Provocative angle's a little too black and white (The Independent)

This exhibition takes the Universal Declaration of Human Rights (1948), and in particular Article 6 – the right to recognition as a person before the law – as its guiding principle. Hence the decision by Mark Sealy, the curator, to omit Article 6 from the numerical list that opens the exhibition, and display it in magnificent isolation (against a purple backdrop, the colour of Western imperialist power) mid-way through. The exhibition is very much Sealy’s own provocative take on a selection of images drawn from the acclaimed Black Star Collection (originally an American photo-reportage agency founded by three German Jewish refugees). For Sealy, this potent collection presents a decidedly Western media perspective on history, “conceived from a very particular tradition of Eurocentric concerns”.

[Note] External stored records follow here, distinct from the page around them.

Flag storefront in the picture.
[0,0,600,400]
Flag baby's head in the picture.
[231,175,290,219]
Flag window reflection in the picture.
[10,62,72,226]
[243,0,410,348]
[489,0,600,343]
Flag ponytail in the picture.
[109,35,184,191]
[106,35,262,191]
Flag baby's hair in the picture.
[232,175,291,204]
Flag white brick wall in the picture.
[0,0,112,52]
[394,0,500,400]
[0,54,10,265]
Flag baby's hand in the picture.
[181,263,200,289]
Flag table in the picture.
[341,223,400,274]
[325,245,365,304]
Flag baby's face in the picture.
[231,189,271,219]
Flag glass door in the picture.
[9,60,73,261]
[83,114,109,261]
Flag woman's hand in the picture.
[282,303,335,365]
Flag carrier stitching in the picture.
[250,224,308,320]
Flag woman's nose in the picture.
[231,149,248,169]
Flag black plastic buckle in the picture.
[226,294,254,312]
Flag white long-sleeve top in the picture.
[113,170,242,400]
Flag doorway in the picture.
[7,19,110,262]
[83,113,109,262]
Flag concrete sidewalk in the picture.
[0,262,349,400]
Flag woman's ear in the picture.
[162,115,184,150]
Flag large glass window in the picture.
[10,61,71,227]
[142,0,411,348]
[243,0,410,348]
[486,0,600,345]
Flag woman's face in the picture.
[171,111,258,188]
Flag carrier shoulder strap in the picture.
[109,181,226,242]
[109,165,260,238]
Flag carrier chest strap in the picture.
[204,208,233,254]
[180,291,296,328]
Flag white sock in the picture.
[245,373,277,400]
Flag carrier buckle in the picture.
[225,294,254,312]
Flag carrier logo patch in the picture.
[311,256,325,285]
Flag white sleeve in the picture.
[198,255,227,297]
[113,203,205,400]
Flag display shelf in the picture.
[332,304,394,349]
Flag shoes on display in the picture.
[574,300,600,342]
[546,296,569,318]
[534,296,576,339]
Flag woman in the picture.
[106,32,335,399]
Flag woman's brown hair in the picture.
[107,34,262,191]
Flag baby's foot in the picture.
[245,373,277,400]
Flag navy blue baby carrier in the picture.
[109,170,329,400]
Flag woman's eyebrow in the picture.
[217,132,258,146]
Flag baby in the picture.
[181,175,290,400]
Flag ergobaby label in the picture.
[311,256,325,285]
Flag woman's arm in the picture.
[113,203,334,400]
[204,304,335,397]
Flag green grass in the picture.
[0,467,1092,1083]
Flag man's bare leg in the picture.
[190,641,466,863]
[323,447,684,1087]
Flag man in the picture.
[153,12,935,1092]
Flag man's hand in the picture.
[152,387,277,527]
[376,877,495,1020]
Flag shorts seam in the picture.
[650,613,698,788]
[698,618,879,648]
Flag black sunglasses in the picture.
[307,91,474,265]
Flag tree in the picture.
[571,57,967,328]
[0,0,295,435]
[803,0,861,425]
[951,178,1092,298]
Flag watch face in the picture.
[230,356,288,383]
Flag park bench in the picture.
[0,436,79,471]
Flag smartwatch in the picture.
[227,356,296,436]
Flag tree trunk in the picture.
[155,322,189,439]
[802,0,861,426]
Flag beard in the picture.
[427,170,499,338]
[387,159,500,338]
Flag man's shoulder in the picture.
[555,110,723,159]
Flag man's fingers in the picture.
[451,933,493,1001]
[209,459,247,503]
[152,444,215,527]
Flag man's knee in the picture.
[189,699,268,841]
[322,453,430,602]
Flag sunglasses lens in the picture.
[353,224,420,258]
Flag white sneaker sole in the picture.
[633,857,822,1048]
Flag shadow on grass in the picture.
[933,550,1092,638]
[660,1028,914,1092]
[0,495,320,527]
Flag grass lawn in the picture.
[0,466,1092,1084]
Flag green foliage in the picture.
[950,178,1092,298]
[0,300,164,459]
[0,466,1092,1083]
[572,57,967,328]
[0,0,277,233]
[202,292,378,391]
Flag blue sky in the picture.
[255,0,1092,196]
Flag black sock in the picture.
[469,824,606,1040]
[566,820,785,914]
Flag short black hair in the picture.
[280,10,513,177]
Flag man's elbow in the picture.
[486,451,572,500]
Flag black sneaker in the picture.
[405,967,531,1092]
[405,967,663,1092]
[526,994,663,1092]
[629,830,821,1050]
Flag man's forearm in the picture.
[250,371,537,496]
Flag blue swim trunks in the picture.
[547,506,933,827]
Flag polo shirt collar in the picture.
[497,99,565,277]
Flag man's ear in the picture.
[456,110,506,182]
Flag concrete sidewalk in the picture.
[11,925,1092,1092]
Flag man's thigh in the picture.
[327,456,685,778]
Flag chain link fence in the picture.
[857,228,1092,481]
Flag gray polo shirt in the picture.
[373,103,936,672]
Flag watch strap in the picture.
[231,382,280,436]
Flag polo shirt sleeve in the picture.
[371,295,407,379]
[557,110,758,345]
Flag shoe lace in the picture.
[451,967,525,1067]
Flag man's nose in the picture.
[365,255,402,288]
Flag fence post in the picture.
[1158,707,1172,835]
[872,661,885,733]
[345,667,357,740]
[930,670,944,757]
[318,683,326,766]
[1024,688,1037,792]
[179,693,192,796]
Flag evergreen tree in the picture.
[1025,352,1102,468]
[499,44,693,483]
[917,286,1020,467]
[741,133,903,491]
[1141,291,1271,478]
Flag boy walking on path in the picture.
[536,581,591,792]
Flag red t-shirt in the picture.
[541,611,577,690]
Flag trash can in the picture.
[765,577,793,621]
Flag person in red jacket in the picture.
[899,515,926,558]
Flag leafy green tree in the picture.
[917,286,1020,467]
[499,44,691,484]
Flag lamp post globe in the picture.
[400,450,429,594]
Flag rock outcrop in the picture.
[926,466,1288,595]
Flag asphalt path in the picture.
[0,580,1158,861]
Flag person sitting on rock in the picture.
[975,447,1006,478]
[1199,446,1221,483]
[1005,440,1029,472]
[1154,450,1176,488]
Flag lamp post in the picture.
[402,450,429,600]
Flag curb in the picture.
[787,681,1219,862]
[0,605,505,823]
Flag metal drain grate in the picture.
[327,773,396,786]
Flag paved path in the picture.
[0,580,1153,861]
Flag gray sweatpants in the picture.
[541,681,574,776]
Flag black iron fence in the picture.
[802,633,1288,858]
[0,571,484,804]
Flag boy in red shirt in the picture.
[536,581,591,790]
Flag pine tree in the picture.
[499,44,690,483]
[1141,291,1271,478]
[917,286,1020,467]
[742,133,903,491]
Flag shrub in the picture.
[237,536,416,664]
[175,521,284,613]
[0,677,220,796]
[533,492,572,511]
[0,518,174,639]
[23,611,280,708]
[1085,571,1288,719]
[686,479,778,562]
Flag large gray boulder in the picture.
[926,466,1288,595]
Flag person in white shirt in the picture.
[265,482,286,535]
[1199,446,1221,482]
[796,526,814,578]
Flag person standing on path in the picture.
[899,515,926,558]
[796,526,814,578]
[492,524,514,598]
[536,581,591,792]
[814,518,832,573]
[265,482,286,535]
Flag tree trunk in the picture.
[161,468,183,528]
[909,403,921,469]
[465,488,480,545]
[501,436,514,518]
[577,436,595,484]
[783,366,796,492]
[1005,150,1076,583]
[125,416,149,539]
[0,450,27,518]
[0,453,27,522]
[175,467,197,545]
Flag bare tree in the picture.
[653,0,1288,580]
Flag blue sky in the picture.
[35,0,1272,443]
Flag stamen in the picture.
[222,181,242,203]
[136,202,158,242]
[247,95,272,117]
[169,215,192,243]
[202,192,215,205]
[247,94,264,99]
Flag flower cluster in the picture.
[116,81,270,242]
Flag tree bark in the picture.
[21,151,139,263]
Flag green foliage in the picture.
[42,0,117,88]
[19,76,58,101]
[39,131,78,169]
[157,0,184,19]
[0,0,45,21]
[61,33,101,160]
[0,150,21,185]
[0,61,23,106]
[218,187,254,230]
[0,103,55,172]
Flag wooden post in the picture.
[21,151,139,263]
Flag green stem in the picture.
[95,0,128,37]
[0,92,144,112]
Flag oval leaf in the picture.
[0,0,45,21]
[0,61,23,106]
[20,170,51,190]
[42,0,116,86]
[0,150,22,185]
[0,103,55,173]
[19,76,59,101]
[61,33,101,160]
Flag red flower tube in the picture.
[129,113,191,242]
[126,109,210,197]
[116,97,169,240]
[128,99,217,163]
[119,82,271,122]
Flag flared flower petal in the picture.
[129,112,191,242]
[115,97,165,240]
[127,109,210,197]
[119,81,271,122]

The 300-plus photographs, which appeared in publications such as Life, Newsweek and The New York Times, span the turbulent period from the end of the Second World War until the early 1990s. This was the period of the Cold War, bloody covert operations, the Vietnam War, South American uprisings, independence movements in Africa and the civil rights movement; and the images document human struggle and atrocities, contemporary figureheads and countless nameless victims. A side room furnishes us with easier fare – including a selection of YouTube excerpts of some of the most famous speeches (Martin Luther King, Bobby Kennedy and others), stirring testimony both to the flouting of human rights, and to the inspirational courage of recognised figures who laid down their lives for them. But the curatorial thrust is that there is no room for complacency or sentiment: we are living in a time “when vast swathes of people – the refugee, the asylum seeker, the economic migrant – have no rights at all, are in fact no-ones”.
The exhibition also seeks to question photojournalistic practice: whose lens are we looking through? Who selects images for publication? Sealy points to the huge bias towards a received and dominant visual tradition, singling out the tendency to photograph Western soldiers in Christian poses, while presenting the African soldier as a savage or renegade.
Yet the photographs themselves tend to tell a more complex story. An Arthur Robles photograph from the El Salvador conflict magnificently evokes the Descent from the Cross, while Jim Pickerell’s searing image of a Vietnamese mother cradling her child is a harrowing Pietà. Matt Herron’s Selma to Montgomery is in the tradition of grand American history painting, silhouetting the marchers with unfurled flags against a glowering sky. In his and Charles Moore’s civil rights photographs, the white Americans are either faceless thugs (in helmets, wielding batons) or sullen bystanders – their poses suggesting defensive unease and latent hostility.